3. A method as claimed in claim 1 wherein the agent which cause alkalinization of urine is selected from the group consisting of sodium bicarbonate, lactate, acetate, citrate, tromethamine and combinations thereof.

4. A method as claimed in claim 3 wherein the agent is sodium bicarbonate.

5. A method as claimed in claim 4 wherein the sodium bicarbonate is administered to the subject from the time of induction of anaesthesia prior to cardiac surgery and continuously for twenty-four hours after cardiac surgery.

6. A method as claimed in claim 4 wherein the sodium bicarbonate is administered to the subject at a dose of about 0.45 to about 1.0 mEq/kg body weight over 1 hour followed by continuous intravenous administration of about 0.15 to about 0.5 mEq/kg/hr over 23 hours.

7. A method as claimed in claim 3 wherein the sodium bicarbonate is administered intravenously.

8. A method as claimed in claim 1 wherein the pH of the subject's urine following administration of the agent is greater than about 6, more preferably greater than about 6.5.

9. A method as claimed in claim 1 wherein the subject is one who is at particular risk of renal injury.

10. A method as claimed in claim 1 wherein the subject has at least one of the following indices (a) age >70 years; (b) preoperative creatinine >0.12; (c) New York Heart Association symptom severity class 3 or 4; (d) valve surgery; (e) insulin dependent diabetes mellitus; or (f) redo surgery.

11. A method as claimed in claim 1 wherein the attenuation of acute kidney failure is determined by changes in the plasma creatine concentration within the first five post-operative days and/or changes in the urinary neutrophil gelatinase-associated lipocalin (NGAL) concentration within the first 24 hours post-operatively.

12. The use of sodium bicarbonate in the manufacture of a medicament for attenuating or preventing kidney injury occurring in a subject following cardiac surgery involving cardio-pulmonary bypass.

13. The use of sodium bicarbonate in the manufacture of a medicament for attenuating or preventing kidney injury occurring in a subject following a surgical procedure wherein the procedure results in an increase in free haemoglobin levels due to haemolysis.

14. The use of at least one agent which cause alkalinization of urine in the manufacture of a medicament for attenuating or preventing kidney injury occurring in a subject following cardiac surgery involving cardio-pulmonary bypass.

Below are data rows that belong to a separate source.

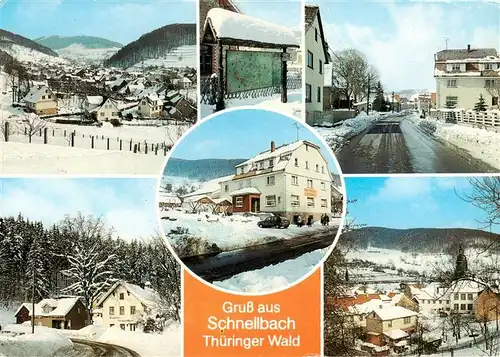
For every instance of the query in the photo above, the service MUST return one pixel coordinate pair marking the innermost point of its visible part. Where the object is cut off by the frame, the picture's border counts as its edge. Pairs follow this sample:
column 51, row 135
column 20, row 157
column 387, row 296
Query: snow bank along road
column 82, row 348
column 396, row 145
column 225, row 265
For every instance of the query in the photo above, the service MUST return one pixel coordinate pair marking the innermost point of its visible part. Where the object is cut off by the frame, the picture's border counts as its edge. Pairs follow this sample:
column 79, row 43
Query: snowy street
column 396, row 145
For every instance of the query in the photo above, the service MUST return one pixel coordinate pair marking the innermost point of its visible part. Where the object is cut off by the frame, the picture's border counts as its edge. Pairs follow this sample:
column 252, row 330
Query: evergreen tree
column 480, row 105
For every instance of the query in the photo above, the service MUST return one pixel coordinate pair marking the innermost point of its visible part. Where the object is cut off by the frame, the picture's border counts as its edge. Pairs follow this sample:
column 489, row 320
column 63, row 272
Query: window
column 271, row 201
column 308, row 93
column 310, row 60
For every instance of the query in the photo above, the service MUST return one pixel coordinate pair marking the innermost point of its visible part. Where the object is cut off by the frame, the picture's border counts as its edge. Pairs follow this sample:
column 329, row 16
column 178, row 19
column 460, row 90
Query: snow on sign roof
column 230, row 25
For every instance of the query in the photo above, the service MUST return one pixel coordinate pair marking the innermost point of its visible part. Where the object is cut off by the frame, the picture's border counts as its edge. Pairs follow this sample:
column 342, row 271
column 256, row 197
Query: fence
column 71, row 138
column 490, row 118
column 209, row 88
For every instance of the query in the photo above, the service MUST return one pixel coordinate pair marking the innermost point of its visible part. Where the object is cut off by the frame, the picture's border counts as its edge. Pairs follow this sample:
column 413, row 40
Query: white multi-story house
column 125, row 304
column 316, row 56
column 291, row 180
column 462, row 75
column 41, row 100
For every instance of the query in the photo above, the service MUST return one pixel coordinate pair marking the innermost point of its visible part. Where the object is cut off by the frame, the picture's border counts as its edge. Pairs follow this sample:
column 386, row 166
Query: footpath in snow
column 481, row 143
column 339, row 135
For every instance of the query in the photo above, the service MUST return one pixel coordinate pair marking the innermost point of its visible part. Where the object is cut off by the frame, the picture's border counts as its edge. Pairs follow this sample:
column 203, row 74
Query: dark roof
column 311, row 12
column 458, row 54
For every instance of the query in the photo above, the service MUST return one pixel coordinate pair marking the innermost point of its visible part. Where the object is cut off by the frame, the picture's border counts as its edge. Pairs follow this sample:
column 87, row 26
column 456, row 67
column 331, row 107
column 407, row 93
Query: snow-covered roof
column 396, row 334
column 231, row 25
column 246, row 191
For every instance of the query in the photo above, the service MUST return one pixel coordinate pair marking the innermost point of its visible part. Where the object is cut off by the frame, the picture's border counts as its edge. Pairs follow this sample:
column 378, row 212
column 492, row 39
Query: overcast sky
column 400, row 38
column 127, row 205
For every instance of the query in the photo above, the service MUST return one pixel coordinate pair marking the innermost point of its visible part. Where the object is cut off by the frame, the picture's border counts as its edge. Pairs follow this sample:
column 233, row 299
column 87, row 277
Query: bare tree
column 33, row 124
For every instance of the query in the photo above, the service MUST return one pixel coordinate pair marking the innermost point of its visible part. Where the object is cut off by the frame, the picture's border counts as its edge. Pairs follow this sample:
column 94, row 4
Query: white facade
column 314, row 57
column 294, row 178
column 464, row 91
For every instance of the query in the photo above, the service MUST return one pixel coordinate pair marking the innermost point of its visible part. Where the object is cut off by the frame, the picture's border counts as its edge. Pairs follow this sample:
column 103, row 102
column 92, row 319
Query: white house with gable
column 316, row 56
column 125, row 304
column 291, row 180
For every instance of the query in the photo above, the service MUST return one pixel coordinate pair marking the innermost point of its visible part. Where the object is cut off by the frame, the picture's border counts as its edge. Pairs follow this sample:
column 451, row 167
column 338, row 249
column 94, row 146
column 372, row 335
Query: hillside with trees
column 26, row 42
column 154, row 44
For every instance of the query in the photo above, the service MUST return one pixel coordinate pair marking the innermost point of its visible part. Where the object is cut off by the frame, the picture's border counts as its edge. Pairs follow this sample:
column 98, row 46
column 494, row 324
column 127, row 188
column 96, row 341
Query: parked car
column 273, row 221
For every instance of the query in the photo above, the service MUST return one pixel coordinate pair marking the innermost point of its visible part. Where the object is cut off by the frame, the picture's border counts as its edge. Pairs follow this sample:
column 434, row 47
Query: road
column 396, row 145
column 225, row 265
column 84, row 348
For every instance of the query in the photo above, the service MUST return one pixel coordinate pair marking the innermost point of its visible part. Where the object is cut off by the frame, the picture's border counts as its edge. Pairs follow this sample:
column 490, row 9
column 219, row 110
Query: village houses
column 126, row 304
column 462, row 75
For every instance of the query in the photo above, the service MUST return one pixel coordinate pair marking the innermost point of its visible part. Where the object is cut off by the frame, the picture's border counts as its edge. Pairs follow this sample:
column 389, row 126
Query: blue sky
column 242, row 134
column 286, row 13
column 121, row 21
column 412, row 202
column 128, row 205
column 400, row 38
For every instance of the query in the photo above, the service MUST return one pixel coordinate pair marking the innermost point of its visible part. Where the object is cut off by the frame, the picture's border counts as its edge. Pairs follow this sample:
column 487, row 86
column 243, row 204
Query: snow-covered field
column 230, row 232
column 19, row 158
column 274, row 277
column 481, row 143
column 339, row 135
column 294, row 106
column 17, row 341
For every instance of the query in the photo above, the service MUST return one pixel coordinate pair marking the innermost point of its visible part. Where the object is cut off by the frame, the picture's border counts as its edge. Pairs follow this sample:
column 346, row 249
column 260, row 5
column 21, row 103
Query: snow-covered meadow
column 274, row 277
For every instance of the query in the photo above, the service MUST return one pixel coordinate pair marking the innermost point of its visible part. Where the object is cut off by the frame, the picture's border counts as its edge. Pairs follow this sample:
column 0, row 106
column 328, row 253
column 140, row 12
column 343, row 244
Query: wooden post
column 219, row 105
column 6, row 133
column 284, row 70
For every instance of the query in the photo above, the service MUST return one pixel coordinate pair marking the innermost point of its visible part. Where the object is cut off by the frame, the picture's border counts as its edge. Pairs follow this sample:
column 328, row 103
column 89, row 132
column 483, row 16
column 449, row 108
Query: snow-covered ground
column 18, row 341
column 274, row 277
column 338, row 136
column 230, row 232
column 481, row 143
column 19, row 158
column 294, row 106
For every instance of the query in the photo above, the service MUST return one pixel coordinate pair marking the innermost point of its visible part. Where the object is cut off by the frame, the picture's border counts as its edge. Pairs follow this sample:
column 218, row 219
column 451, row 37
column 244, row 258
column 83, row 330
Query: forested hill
column 26, row 42
column 201, row 170
column 154, row 44
column 432, row 240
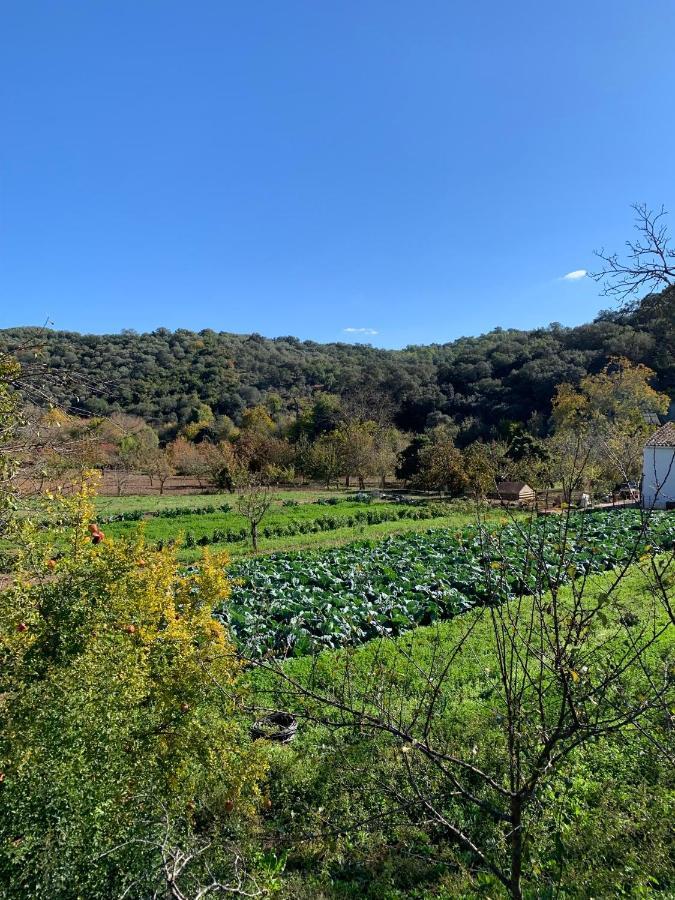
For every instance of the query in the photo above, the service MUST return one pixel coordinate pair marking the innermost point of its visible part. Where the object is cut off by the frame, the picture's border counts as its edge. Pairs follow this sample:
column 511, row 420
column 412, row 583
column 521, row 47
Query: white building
column 658, row 469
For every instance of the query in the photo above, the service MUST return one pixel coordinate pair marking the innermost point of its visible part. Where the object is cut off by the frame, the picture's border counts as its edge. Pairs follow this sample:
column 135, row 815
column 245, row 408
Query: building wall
column 658, row 478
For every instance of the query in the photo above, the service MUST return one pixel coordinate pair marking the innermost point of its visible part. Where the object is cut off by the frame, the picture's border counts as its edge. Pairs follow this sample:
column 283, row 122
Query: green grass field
column 603, row 821
column 161, row 528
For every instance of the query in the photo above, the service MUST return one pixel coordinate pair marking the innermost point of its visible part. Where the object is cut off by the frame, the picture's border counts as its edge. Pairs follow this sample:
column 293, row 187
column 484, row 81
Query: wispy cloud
column 360, row 331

15. The use of at least one agent which cause alkalinization of urine in the manufacture of a medicament for attenuating or preventing kidney injury occurring in a subject following a medical procedure wherein the procedure results in an increase in free haemoglobin levels due to haemolysis.

16. The use as claimed in claim 14 wherein the agent which cause alkalinization of urine is selected from the group consisting of sodium bicarbonate, lactate, acetate, citrate, tromethamine and combinations thereof.

17. The use as claimed in claim 16 wherein the agent is sodium bicarbonate.